Nothing is worse than listening to your favorite song on the radio and having static overtake the airwaves. If you in a car, there's not much you can do but change the station. But if you're at home, or somewhere else that isn't mobile, an easy solution is to make your own wire antenna to attach to your radio. Of course, make sure you're utilizing the antenna your radio already has by making sure it's fully extended and you've tried moving it in various locations to get the best signal.

Things You'll Need

  • 30 feet of 300-ohm twin-lead wire
  • Soldering iron
  • Electrical tape
  • Wire strippers
  • Wire cutters

Building Your Antenna

Step 1

Cut 20 feet off of your ohm twin-lead wire and place the extra wire aside. You'll need the extra wire later.

Step 2

Strip both ends of your 20-foot wire with your wire stripper so 1/2 to 1 inch of bare wire is exposed per end. The exposed wire acts a conduit to receive the radio station's air waves and transmit them to your radio.

Step 3

Twist the two exposed wires on each end together tightly. Use your soldering iron to solder each end of your exposed wires.

Step 4

Strip both ends of the remaining 10-foot length of ohm twin-lead wire with your wire strippers in the same manner as the other wire. You'll be connecting the two of them in a moment.

Step 5

Strip away a 2-inch, very thin section out of the middle of the 20-foot ohm twin-lead wire.
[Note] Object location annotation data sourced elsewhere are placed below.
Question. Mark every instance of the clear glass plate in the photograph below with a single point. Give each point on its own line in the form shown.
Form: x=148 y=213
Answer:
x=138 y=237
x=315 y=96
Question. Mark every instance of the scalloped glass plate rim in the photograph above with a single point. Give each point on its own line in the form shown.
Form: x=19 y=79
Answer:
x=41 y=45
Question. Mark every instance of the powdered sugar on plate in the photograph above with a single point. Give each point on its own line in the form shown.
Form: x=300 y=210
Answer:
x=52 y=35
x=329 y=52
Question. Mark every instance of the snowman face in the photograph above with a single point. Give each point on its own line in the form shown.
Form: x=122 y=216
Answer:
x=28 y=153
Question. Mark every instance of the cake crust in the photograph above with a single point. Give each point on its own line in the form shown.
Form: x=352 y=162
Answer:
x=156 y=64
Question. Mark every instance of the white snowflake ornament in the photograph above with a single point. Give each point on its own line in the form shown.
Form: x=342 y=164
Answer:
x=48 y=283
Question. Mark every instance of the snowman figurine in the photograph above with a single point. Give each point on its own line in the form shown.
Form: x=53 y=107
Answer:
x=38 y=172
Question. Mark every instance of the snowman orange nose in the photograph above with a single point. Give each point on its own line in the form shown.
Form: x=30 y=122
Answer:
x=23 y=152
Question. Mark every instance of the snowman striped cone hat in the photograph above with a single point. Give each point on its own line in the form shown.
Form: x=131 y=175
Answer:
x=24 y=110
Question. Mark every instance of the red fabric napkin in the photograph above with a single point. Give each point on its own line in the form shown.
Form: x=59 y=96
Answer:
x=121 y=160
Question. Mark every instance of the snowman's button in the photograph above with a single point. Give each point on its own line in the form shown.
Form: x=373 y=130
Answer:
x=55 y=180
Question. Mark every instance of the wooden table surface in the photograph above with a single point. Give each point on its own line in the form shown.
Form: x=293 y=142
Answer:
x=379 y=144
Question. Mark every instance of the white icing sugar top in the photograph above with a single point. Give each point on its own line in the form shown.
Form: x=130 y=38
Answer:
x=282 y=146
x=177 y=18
You want to be sure you only expose one wire in the middle, and not both of them.

Step 6

Twist together one end of the exposed wire on the 10-foot wire and the exposed wire in the middle of the 20-foot wire. Solder the wires together, and bind that section with electrical tape.

Step 7

Connect the antenna to your radio with the ends of the exposed wire on the 10-foot ohm wire. Make sure that end was not twisted together or soldered. Now tack up your wire as high as possible, even going outside a window to climb up the side of the house for best reception.